What is atlas_doc_parser?

Introduction

atlas_doc_parser is a Python library for parsing and transforming Atlassian Document Format (ADF) - the rich text format used in Confluence pages and Jira issue fields.

The Problem

Atlassian products like Confluence and Jira store rich text content in a proprietary JSON format called ADF (Atlassian Document Format). When you retrieve a Confluence page or Jira ticket via API, the body content is returned as a complex nested JSON structure.

For example, a simple paragraph with bold text looks like this in ADF:

{
    "type": "doc",
    "version": 1,
    "content": [
        {
            "type": "paragraph",
            "content": [
                {
                    "type": "text",
                    "text": "Hello ",
                },
                {
                    "type": "text",
                    "text": "world",
                    "marks": [{"type": "strong"}]
                }
            ]
        }
    ]
}

Working directly with this raw JSON is cumbersome. You need to:

  • Navigate deeply nested structures

  • Handle dozens of different node and mark types

  • Deal with optional attributes and edge cases

  • Convert to human-readable formats for processing

The Solution

atlas_doc_parser provides a clean abstraction layer:

  1. Parse: Deserialize ADF JSON into strongly-typed Python dataclasses

  2. Navigate: Work with an Abstract Syntax Tree (AST) structure with proper types

  3. Transform: Convert to other formats (currently Markdown, more to come)

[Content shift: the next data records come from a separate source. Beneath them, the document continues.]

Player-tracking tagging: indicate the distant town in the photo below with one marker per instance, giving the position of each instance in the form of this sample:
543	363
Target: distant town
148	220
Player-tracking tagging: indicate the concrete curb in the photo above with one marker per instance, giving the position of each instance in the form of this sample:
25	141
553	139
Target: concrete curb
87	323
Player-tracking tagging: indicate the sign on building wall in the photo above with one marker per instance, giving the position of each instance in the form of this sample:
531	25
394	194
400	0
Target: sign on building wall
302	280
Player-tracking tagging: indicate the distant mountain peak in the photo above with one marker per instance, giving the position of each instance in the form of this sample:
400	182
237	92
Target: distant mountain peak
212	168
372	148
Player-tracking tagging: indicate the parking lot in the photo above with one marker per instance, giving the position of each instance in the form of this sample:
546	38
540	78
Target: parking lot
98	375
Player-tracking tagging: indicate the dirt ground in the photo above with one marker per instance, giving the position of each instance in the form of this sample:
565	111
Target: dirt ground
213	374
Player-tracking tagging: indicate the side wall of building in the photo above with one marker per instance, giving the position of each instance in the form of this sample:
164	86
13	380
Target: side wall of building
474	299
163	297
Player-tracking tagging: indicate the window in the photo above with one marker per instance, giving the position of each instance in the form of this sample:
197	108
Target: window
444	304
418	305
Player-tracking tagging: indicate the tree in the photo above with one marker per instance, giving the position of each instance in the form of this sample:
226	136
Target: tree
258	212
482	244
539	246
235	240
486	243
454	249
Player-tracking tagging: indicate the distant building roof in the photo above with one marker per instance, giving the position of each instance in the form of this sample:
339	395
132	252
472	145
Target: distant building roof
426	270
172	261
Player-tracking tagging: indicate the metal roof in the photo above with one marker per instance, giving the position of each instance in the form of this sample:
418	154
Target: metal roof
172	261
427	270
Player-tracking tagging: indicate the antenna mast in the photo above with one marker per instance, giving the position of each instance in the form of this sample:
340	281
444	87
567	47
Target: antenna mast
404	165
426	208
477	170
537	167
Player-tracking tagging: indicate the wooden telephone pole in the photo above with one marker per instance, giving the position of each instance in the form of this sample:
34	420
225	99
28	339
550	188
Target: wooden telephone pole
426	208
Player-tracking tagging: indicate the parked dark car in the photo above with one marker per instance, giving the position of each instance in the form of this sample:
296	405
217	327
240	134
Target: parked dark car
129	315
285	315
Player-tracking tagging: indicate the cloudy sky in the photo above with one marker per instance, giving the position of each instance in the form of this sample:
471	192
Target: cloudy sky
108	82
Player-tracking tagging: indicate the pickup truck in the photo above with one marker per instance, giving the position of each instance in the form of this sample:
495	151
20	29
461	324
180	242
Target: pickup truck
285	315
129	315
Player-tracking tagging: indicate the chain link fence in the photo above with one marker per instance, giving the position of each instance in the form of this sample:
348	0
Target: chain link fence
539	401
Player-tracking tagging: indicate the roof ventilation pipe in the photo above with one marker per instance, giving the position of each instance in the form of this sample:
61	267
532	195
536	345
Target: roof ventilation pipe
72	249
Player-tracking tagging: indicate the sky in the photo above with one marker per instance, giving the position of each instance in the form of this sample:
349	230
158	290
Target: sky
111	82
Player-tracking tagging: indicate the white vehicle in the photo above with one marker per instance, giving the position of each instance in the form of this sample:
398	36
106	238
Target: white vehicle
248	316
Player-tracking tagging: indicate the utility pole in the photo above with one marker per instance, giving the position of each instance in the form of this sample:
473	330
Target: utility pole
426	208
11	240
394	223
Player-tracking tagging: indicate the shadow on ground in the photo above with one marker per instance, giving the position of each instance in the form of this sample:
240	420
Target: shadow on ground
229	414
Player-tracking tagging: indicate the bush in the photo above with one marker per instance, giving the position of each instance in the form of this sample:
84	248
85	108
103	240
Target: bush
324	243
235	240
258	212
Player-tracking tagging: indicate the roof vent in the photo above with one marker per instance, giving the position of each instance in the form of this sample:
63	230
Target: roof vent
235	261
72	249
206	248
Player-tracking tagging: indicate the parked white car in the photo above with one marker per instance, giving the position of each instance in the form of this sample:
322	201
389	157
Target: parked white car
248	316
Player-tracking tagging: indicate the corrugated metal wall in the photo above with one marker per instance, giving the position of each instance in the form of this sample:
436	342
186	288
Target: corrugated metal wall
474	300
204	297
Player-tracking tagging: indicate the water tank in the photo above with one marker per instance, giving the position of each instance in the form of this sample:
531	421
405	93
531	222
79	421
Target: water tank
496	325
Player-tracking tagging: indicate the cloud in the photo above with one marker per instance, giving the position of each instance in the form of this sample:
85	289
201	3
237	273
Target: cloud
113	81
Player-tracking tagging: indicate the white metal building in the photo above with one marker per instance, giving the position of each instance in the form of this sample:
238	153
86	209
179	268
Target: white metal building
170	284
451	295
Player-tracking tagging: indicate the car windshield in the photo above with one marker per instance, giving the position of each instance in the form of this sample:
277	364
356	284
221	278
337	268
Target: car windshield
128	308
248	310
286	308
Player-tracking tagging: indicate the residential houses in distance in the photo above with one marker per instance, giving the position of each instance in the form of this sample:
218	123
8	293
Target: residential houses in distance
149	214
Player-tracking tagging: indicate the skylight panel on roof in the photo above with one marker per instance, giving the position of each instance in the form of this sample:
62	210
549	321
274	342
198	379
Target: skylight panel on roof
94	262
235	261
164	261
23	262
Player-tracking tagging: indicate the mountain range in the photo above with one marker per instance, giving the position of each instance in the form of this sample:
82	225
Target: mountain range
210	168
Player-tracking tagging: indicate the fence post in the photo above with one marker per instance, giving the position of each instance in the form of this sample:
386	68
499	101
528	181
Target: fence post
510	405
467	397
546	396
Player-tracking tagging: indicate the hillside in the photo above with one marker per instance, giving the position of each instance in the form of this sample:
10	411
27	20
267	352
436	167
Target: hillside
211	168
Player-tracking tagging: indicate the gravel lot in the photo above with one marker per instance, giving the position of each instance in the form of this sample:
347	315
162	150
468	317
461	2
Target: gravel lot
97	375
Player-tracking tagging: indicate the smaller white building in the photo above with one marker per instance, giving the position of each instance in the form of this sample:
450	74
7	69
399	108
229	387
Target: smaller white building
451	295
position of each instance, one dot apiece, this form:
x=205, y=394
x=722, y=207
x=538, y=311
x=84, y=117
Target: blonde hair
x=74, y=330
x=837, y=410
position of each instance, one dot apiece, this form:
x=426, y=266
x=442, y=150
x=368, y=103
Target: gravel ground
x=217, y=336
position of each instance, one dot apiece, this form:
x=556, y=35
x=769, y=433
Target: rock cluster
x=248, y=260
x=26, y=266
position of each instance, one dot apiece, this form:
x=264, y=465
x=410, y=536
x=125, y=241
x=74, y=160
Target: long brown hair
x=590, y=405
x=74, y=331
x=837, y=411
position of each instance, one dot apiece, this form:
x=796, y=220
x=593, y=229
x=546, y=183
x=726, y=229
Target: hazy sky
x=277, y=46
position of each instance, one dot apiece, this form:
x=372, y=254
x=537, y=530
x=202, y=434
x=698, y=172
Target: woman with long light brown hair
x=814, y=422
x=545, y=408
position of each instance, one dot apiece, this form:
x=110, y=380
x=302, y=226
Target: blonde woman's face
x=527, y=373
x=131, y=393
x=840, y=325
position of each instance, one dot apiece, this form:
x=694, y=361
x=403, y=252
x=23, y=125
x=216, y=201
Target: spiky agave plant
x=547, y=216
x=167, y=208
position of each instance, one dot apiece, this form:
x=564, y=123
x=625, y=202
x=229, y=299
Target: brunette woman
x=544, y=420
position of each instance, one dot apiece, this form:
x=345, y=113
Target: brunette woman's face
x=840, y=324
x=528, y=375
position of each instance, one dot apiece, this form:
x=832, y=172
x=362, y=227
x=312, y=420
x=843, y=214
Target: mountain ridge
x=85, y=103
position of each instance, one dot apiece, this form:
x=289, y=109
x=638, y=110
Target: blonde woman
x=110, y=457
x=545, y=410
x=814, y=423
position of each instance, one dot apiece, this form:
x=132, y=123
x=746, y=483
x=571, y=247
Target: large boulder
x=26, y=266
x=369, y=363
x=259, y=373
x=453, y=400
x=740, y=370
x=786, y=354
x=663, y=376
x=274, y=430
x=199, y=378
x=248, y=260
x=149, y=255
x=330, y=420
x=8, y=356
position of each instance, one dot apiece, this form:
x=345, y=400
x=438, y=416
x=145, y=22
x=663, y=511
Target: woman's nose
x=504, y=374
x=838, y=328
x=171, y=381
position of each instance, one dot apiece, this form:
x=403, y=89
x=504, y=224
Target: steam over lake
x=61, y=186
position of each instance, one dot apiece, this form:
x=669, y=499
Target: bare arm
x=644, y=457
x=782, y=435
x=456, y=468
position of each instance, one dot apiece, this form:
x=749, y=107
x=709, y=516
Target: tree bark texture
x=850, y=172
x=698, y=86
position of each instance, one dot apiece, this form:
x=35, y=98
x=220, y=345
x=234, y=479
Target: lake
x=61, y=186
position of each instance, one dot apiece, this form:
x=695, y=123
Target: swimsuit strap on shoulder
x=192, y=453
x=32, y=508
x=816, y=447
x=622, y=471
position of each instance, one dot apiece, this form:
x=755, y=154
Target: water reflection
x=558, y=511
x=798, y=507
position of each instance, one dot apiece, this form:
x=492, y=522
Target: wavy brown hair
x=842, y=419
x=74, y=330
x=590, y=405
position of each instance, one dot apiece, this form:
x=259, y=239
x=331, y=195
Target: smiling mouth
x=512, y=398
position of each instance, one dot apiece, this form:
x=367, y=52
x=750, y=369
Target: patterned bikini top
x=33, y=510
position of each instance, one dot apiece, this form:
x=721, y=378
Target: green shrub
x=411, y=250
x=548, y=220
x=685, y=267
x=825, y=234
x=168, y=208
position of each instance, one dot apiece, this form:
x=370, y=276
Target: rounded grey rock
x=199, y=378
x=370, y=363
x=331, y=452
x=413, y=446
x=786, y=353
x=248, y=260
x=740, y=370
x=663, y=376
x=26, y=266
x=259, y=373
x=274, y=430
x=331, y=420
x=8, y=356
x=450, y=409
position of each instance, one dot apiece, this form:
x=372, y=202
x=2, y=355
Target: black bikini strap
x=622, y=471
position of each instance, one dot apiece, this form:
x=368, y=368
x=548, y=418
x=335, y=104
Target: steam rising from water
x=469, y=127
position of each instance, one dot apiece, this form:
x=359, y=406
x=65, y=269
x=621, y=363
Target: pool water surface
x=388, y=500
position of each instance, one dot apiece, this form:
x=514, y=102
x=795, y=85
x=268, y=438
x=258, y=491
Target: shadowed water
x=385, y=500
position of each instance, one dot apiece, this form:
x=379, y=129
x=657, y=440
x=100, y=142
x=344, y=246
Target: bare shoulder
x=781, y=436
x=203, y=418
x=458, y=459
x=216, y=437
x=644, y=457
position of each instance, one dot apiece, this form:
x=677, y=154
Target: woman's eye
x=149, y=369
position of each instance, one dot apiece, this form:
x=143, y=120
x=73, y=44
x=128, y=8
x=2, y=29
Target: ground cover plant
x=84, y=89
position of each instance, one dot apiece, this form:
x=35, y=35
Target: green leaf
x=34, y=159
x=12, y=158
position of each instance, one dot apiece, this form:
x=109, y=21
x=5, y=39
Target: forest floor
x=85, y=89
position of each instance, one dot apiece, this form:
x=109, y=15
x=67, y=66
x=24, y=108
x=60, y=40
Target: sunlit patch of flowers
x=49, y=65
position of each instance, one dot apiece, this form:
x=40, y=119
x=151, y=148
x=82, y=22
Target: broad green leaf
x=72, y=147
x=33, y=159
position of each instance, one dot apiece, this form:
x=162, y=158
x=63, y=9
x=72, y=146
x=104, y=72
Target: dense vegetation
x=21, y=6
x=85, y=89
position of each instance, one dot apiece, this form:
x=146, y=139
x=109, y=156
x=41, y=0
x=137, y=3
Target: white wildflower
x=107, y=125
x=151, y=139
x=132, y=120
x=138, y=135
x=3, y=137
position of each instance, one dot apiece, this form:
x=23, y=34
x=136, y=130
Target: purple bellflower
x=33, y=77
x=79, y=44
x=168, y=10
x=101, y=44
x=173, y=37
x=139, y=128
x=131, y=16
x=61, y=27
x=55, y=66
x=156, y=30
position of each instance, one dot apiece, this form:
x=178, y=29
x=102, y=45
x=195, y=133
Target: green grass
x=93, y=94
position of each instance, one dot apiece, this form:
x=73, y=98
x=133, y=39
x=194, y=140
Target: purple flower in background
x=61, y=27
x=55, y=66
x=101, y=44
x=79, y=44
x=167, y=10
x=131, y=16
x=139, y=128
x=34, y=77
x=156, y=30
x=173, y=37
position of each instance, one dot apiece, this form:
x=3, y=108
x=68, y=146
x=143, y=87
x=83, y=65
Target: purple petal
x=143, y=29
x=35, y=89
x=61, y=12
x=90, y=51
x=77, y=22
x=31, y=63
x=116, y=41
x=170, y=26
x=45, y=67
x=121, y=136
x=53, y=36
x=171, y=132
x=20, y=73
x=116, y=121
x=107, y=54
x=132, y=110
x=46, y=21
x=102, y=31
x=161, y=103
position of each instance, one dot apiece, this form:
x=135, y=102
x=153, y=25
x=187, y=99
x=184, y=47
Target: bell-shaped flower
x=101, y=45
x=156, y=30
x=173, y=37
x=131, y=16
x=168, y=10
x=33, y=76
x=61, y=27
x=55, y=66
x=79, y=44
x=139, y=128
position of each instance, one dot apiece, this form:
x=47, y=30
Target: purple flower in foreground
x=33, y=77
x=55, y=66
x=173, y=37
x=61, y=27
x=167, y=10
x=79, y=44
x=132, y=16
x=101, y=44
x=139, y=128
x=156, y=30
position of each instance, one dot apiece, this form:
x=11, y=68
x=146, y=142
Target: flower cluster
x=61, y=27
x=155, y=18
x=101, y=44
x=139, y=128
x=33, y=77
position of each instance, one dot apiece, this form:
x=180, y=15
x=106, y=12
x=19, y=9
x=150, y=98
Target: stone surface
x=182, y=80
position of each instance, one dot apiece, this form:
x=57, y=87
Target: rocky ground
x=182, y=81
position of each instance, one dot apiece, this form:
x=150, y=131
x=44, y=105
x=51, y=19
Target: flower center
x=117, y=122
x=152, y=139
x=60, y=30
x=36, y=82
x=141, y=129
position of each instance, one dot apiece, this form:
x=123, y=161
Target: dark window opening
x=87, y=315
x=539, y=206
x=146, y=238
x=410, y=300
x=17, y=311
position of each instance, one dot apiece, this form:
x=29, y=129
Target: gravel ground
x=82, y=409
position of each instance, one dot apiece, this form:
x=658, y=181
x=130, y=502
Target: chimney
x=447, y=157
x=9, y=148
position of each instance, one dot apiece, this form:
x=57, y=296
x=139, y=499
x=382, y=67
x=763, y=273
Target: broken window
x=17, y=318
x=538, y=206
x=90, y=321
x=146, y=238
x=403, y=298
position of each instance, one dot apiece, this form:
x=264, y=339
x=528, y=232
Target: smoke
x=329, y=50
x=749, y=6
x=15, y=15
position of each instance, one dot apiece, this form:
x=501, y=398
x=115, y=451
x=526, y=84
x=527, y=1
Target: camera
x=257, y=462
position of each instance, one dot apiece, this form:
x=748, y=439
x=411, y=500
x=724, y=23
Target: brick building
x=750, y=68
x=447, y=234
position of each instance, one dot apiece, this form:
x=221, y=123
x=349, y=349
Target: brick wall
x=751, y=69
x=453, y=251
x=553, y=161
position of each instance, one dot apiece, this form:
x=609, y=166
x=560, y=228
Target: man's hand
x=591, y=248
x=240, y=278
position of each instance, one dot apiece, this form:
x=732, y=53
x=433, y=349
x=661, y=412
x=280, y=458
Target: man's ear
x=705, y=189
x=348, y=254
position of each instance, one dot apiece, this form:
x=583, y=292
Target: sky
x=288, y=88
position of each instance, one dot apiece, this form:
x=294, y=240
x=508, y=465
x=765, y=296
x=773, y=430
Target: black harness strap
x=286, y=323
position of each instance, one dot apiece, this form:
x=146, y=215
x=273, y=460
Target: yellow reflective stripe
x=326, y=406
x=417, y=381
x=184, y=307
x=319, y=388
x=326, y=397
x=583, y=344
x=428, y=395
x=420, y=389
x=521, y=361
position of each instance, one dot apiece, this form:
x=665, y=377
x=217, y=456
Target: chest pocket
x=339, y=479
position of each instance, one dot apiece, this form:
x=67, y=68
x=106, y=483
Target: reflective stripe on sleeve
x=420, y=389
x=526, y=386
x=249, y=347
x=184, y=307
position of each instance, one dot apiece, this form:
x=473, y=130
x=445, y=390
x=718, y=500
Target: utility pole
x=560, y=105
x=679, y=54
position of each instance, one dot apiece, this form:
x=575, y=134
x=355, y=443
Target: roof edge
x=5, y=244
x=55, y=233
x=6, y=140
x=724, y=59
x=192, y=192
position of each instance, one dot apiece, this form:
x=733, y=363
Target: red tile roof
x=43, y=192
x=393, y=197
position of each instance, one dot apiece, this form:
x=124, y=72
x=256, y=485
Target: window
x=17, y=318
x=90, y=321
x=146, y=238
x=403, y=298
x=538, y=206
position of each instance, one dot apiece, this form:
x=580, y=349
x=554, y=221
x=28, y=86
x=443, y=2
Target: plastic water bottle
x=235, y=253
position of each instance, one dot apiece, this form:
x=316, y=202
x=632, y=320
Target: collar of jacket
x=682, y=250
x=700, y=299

from atlas_doc_parser.nodes.node_doc import NodeDoc

# Parse ADF JSON into Python objects
doc = NodeDoc.from_dict(adf_json)

# Now you have a proper AST
for node in doc.content:
    if node.type == "paragraph":
        for child in node.content:
            print(child.text)

# Convert to Markdown
markdown = doc.to_markdown()

Why Markdown?

In the era of AI and Large Language Models, knowledge stored in Confluence and Jira needs to be accessible for:

  • AI Training: Feed structured documentation to language models

  • RAG Systems: Build retrieval-augmented generation pipelines

  • Knowledge Bases: Create searchable, AI-friendly documentation

  • Content Migration: Move content between platforms

Markdown is the lingua franca for these use cases - it’s plain text, universally supported, and preserves document structure while remaining human-readable.

Future Directions

While to_markdown() is the primary transformation today, the architecture supports adding more conversions:

  • to_html() - Direct HTML output

  • to_rst() - ReStructuredText for Sphinx documentation

  • to_docx() - Microsoft Word documents

  • to_pdf() - PDF generation

  • Custom transformations via visitor pattern

The core value is the parsed AST - once you have structured Python objects, you can transform them to any format you need.